La domótica, o tecnología inteligente en el hogar, está transformando nuestras viviendas sumando eficiencia y abriendo la puerta a reducir el consumo de forma sencilla. Un ejemplo de ello es optar por un enchufe inteligente. ¿Por qué? Erradica el consumo fantasma, optimiza el coste y permite controlar online el consumo o demanda en tiempo real, así como programar las tareas domésticas en las horas valle al tiempo que reducen el impacto también en el entorno.
De acuerdo a la OCU, combinar enchufes inteligentes con tarifas de discriminación horaria puede repercutir en un ahorro medio de hasta 25 euros mensuales (300 al año).
¿Qué es un enchufe inteligente? También llamado smart plug, es un dispositivo domótico que se coloca entre la toma de corriente de la pared y el enchufe del electrodoméstico que se desea controlar. Su función principal es actuar como un interruptor remoto y programable.
A través de esta conexión a las redes domésticas, gestiona el paso de la corriente eléctrica y lo procesa mediante diversas aplicaciones para teléfonos móviles o directamente a través de comandos de voz (utilizando asistentes virtuales como Google, Alexa o Apple HomeKit).
La clave está, y así lo destaca el IDAE (Instituto para la Diversificación y el Ahorro de la Energía, adscrito al MITECO), en que permite analizar el consumo energético en tiempo real, ajustarlo, si es preciso y, sobre todo, suprime el consumo fantasma al cerrar 'el grifo' de la energía cuando los dispositivos que conecta no están en uso activo.
Existen varios tipos de enchufes inteligentes y rango de precios en función de sus usos y gama, y se clasifican, principalmente, en función de su infraestructura de conectividad y su diseño de instalación. Es decir, cómo se conectan y cómo se usan.
'Smart plugs' por su conectividad
Los más comunes, económicos y fáciles de configurar son, de acuerdo a la OCU, los que se conectan por wifi a través del router del hogar. Una segunda opción sería la conexión por Bluetooth. No obstante, su alcance es más limitado y suelen combinarse con tecnologías Wi-Fi para extender el control fuera del ámbito doméstico.
La tercera opción para los smart plugs es la que utiliza protocolos como Zigbee o Z-Wave, diseñados específicamente para la domótica. Estos sistemas crean una red de malla entre los dispositivos del hogar, lo que permite que se comuniquen entre sí de forma eficiente. Su principal ventaja es que consumen menos energía, aunque requieren un puente o concentrador para funcionar.
'Smart plugs' por su instalación
En este caso, también se ordenan en tres categorías:
Regletas inteligentes: disponen de múltiples tomas en un solo aparato, permitiendo el control individual o conjunto de varios electrodomésticos. Son especialmente recomendados para salones o zonas de escritorio donde se suelen conectar varios dispositivos a la vez que funcionan en conjunto (TV, router, consola, decodificador, equipo de música, PC, impresoras…).
Enchufes inteligentes de superficie o adaptadores: se introducen directamente en cualquier toma de corriente existente sin necesidad de instalación eléctrica. Son portátiles y reutilizables.
Empotrables: estos sustituyen por completo a la toma de corriente tradicional de la pared. Ofrecen una estética más elegante, pero requieren una instalación cableada permanente y conocimientos eléctricos para su instalación.

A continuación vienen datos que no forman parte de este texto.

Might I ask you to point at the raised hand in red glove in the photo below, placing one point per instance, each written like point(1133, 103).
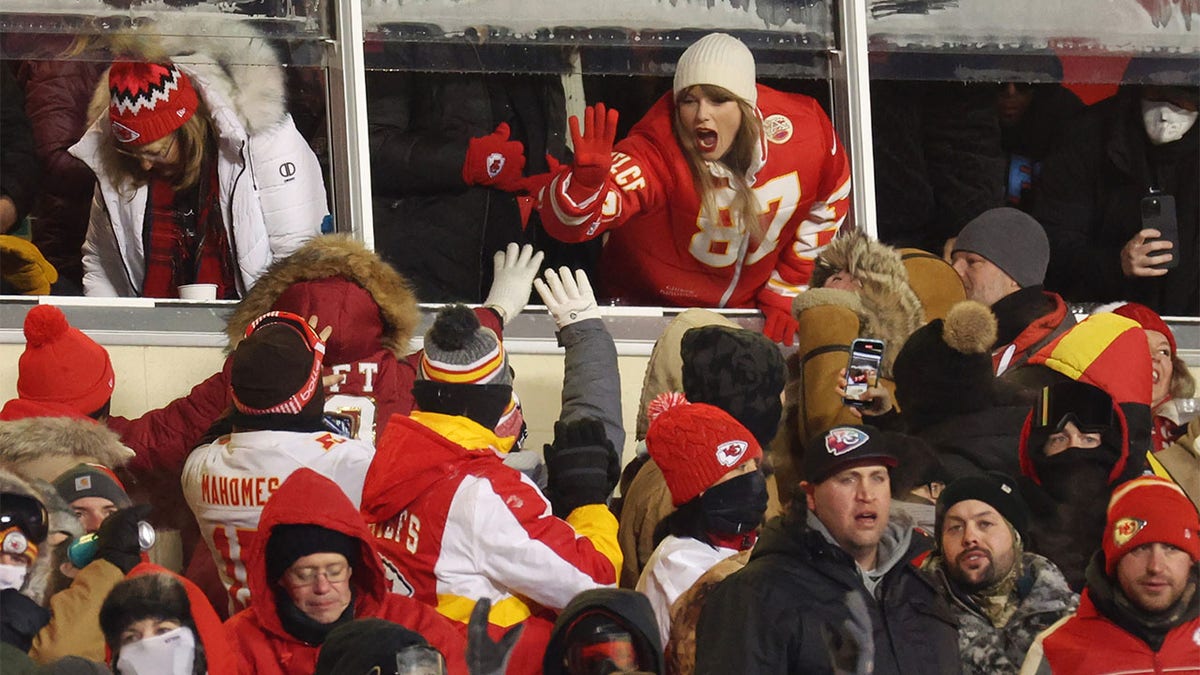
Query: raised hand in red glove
point(780, 327)
point(593, 150)
point(495, 161)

Ventajas de un enchufe inteligente
La principal ventaja de estos dispositivos es que registran el consumo en kilovatios hora (kWh) de cada electrodoméstico de forma individual o conjunta y, a través de la app, lo traduce en gráficos de consumo diario/semanal o mensual que ayudan al ciudadano en su gestión doméstica. Otra de sus grandes ventajas es la programación; como una alarma, se pueden establecer horarios fijos de encendido y apagado, especialmente útil para sistemas de climatización (deshumidificadores, calefactores…) impulsando así su eficiencia.
La IA ha desembarcado también en estos pequeños dispositivos con modelos de última generación que pueden automatizarse en función del coste en los sistemas más avanzados. Es decir, integran las tarifas del mercado regulado y activan el consumo en los tramos horarios con menor coste y demanda, y se desconectan cuando entran en modo stand by (consumo fantasma). Muy ventajosos para termos eléctricos de agua, por ejemplo.
El uso de enchufes inteligentes se alinea con las políticas de la Comisión Europea para optimizar el consumo energético a través de la digitalización. Se perfilan como una pequeña inversión muy eficiente, con un rápido retorno a favor de la optimización de recursos y sostenibilidad.